Certainly a break makes sense on the employee side. After all, wages have been stagnant for several years and measures to boost incomes could raise consumption, which makes up the biggest part (about 70%) of the U.S. economy. But so far, the tax cut has had limited effects. The bump in pay was only enough to offset higher prices, and hasn’t translated much to more spending.

The question now is whether or not a tax cut at the corporate level would entice businesses to hire more.

Earlier this week, in a Financial Times editorial entitled, “How to avoid our own lost decade,” former Obama economic adviser Larry Summers suggested that lowering labor costs for employers through a payroll tax break might just help the troubled jobs market: “Substantial withdrawal of fiscal support for demand at the end of 2011 would be premature,” he writes. “Fiscal support should, in fact, be expanded by providing the payroll tax cut to employers as well as employees.”

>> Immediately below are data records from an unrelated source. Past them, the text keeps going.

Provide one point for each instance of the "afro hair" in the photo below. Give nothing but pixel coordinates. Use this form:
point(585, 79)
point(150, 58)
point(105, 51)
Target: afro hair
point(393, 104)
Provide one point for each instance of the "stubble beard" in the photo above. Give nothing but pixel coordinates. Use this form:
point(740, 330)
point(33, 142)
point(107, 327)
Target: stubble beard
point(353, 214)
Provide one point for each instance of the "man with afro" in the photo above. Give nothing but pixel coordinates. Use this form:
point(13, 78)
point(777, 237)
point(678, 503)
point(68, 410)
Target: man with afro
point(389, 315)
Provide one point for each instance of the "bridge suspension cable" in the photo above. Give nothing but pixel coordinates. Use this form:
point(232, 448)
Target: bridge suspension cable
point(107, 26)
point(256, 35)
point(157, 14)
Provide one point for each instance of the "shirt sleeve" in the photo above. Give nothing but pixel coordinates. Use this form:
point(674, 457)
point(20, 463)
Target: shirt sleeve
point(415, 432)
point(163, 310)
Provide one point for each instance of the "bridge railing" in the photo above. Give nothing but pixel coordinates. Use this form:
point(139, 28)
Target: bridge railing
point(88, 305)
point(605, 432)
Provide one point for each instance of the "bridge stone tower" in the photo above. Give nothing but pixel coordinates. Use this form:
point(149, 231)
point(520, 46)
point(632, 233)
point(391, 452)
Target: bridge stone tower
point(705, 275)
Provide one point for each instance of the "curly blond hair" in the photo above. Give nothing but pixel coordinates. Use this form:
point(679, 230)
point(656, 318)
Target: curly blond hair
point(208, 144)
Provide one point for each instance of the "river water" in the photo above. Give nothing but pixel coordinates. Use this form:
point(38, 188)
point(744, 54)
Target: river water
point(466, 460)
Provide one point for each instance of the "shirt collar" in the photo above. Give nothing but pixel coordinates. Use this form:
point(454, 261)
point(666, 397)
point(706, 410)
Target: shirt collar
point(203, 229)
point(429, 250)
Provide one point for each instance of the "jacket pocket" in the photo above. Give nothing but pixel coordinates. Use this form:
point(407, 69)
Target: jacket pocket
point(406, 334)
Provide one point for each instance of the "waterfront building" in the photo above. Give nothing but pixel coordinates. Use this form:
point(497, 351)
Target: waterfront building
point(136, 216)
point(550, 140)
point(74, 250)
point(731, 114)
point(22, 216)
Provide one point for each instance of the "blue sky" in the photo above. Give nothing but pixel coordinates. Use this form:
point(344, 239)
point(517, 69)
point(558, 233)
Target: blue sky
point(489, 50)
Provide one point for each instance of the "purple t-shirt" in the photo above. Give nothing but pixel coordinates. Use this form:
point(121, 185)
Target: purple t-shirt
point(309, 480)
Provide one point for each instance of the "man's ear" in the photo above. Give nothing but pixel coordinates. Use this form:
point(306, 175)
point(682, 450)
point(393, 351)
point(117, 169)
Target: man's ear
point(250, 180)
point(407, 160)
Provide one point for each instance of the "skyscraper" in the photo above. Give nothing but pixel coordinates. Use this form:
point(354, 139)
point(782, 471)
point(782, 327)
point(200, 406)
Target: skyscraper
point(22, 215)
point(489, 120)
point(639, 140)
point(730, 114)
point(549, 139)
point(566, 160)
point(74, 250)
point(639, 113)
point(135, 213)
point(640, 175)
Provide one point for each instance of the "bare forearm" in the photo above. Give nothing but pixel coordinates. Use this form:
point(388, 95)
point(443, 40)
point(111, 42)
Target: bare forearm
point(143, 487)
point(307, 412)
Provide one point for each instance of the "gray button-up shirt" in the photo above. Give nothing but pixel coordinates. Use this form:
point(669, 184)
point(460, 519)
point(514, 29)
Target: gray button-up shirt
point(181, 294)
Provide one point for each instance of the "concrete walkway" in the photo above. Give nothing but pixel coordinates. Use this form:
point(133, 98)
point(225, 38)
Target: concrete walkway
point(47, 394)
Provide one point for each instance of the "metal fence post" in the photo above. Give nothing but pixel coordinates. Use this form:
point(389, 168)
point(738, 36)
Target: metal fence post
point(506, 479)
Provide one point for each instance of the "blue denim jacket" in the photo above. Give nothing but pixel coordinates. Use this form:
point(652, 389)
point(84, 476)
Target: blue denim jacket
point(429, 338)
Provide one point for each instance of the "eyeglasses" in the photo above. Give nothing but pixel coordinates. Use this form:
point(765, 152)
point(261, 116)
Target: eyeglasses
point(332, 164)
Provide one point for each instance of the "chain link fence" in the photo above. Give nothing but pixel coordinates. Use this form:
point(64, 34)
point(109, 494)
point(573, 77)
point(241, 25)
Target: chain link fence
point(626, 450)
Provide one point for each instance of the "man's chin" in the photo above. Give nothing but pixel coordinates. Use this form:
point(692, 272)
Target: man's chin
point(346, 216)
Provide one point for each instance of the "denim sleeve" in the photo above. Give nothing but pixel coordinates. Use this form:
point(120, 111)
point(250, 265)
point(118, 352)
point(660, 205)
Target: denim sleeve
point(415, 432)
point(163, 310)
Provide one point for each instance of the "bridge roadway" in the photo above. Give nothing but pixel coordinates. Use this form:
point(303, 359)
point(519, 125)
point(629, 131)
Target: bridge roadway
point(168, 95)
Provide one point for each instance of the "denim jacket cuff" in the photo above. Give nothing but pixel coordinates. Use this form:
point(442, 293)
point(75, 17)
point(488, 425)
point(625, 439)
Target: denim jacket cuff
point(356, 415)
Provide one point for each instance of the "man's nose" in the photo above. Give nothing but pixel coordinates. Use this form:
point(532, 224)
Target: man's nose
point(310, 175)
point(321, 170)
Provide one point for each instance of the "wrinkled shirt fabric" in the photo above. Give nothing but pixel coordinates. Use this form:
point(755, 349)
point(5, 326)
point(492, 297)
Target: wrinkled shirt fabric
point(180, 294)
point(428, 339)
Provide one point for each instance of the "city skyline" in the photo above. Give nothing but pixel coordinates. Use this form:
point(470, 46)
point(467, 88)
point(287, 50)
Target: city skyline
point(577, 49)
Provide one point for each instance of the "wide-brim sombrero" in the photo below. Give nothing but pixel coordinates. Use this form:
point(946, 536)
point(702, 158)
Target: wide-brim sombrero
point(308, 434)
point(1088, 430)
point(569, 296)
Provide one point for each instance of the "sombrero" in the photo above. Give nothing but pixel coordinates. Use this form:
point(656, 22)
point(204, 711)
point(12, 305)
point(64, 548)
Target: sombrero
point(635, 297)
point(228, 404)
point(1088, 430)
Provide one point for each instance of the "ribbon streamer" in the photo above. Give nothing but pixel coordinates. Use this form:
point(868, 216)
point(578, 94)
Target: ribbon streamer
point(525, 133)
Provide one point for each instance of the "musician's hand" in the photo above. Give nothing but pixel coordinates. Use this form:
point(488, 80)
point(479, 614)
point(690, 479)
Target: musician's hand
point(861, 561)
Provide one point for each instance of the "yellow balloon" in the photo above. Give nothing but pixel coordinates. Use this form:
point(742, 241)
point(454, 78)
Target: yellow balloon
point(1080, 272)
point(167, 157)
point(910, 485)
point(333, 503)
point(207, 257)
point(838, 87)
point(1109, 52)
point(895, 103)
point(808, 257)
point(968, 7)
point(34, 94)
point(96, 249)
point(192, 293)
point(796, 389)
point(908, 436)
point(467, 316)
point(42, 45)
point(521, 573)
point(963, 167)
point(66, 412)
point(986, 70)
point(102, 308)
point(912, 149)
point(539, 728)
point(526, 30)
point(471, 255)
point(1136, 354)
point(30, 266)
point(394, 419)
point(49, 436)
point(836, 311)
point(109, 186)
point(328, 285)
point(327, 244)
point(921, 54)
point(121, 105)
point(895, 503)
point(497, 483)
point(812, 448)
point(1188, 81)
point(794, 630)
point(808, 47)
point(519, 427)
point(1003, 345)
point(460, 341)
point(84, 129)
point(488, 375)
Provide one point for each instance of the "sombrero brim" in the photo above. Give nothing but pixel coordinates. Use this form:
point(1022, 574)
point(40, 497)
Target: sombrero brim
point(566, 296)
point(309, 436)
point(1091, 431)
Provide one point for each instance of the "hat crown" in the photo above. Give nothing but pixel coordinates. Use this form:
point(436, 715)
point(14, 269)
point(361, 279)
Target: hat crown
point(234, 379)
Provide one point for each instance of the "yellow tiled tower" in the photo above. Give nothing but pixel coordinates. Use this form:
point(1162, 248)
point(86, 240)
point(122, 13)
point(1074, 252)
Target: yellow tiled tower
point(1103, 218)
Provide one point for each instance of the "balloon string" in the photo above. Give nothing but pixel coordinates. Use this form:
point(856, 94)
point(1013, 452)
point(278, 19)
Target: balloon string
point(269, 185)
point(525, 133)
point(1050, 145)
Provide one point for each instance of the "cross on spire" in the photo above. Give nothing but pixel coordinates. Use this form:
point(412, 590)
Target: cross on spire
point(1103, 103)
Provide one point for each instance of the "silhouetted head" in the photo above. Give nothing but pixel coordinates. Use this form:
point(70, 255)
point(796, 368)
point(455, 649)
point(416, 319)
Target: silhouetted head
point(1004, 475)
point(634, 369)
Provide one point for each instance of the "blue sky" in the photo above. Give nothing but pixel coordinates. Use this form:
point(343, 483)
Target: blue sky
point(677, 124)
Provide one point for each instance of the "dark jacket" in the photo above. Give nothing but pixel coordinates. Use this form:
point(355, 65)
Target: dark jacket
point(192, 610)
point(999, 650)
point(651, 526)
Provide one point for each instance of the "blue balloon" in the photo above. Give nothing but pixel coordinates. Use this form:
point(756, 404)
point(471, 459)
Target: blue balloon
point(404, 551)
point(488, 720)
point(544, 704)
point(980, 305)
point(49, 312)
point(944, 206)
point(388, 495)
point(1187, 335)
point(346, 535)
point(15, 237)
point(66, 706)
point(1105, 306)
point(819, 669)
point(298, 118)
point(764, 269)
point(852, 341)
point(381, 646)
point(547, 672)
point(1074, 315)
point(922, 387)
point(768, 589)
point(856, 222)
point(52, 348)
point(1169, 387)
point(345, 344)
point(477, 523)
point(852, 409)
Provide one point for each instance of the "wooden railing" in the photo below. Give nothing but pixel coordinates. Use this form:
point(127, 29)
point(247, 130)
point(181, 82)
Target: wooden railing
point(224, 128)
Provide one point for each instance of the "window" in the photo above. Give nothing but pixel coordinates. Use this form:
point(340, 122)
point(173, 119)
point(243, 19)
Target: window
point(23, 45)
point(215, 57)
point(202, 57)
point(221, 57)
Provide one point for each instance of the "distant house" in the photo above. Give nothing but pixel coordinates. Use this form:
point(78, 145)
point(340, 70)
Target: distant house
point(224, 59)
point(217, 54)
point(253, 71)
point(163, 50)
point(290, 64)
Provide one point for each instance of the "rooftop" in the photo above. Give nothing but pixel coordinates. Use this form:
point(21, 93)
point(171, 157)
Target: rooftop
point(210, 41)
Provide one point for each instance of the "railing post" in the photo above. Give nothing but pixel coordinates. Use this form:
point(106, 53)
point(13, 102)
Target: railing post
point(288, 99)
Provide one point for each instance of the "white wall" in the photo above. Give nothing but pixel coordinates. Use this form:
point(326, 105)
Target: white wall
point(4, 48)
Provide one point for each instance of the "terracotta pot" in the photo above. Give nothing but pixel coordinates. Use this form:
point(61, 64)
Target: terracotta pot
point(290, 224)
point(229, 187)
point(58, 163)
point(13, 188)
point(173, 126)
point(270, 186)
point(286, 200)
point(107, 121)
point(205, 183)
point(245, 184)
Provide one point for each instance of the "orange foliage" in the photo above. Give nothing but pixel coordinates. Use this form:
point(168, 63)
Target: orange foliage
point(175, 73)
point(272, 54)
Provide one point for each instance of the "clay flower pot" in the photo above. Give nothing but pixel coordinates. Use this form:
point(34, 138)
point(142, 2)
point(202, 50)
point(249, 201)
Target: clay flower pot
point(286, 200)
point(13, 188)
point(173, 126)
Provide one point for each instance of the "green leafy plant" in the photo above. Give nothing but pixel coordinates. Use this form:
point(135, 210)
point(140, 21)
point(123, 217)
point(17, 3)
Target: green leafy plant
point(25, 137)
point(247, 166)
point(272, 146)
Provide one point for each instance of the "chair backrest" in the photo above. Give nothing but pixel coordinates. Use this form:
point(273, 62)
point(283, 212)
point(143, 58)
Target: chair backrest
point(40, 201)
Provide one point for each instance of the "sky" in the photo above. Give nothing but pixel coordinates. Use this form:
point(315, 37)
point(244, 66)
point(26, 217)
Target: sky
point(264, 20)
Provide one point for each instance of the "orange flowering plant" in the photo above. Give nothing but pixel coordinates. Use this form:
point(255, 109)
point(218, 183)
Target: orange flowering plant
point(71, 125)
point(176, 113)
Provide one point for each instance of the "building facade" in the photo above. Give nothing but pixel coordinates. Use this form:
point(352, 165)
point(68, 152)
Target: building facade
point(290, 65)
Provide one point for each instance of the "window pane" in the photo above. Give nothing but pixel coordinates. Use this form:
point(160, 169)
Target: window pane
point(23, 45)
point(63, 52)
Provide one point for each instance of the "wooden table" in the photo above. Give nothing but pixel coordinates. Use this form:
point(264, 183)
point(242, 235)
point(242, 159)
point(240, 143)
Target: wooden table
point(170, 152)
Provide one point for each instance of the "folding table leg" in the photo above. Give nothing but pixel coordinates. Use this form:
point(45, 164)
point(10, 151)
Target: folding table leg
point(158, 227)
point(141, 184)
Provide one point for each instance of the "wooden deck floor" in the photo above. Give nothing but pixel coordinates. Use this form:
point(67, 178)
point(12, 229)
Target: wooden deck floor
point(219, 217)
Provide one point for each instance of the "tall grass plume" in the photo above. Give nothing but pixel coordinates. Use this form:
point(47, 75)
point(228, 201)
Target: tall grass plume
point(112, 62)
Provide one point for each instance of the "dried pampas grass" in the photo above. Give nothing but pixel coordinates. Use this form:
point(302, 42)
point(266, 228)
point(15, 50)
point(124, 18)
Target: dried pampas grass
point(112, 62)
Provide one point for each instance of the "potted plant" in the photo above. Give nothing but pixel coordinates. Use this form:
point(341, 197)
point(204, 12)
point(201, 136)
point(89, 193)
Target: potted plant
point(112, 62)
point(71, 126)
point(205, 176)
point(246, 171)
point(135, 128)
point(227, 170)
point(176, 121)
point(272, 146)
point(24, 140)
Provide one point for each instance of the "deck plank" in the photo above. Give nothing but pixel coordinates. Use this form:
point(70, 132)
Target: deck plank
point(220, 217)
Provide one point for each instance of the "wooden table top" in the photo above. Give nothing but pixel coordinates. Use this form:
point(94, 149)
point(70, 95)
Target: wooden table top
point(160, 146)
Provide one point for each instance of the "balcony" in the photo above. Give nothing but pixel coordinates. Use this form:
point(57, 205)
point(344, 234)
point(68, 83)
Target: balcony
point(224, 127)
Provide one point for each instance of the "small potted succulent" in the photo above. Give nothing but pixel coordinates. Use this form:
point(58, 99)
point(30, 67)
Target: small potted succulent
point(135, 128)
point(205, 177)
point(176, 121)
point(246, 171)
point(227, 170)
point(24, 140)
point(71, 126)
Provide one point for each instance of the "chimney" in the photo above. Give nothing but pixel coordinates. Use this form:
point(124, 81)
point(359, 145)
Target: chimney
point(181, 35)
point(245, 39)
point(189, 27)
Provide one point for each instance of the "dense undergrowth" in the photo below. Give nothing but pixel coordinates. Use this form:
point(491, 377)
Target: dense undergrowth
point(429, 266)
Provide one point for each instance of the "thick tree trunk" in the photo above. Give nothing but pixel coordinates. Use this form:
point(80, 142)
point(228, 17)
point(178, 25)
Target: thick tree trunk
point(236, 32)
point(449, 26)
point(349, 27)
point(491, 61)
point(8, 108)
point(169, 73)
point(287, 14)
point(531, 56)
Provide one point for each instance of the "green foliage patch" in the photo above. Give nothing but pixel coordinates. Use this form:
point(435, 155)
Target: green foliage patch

A business tax cut could appeal to Republican lawmakers who currently hold the House majority. But even if the idea might bode well politically, it makes little economic sense. Large, publicly traded U.S. companies today are not suffering from a cash problem. Far from it – they are sitting on nearly $2 trillion in cash and other liquid assets.

The vicious cycle continues: Companies aren’t hiring because there’s a lack of demand for their products and services, and that stems from high unemployment and economic uncertainty.

Roberton Williams, senior fellow at the Urban Institute’s Tax Policy Center, says the focus should be efforts to stimulate consumer demand. Admittedly, the payroll tax cut for employees hasn’t really translated into the extra spending that Congress had hoped for. While Summers says it might have helped the U.S. from slipping back into a recession, some economists have shown that the break has only been able to offset the rise in food and fuel prices.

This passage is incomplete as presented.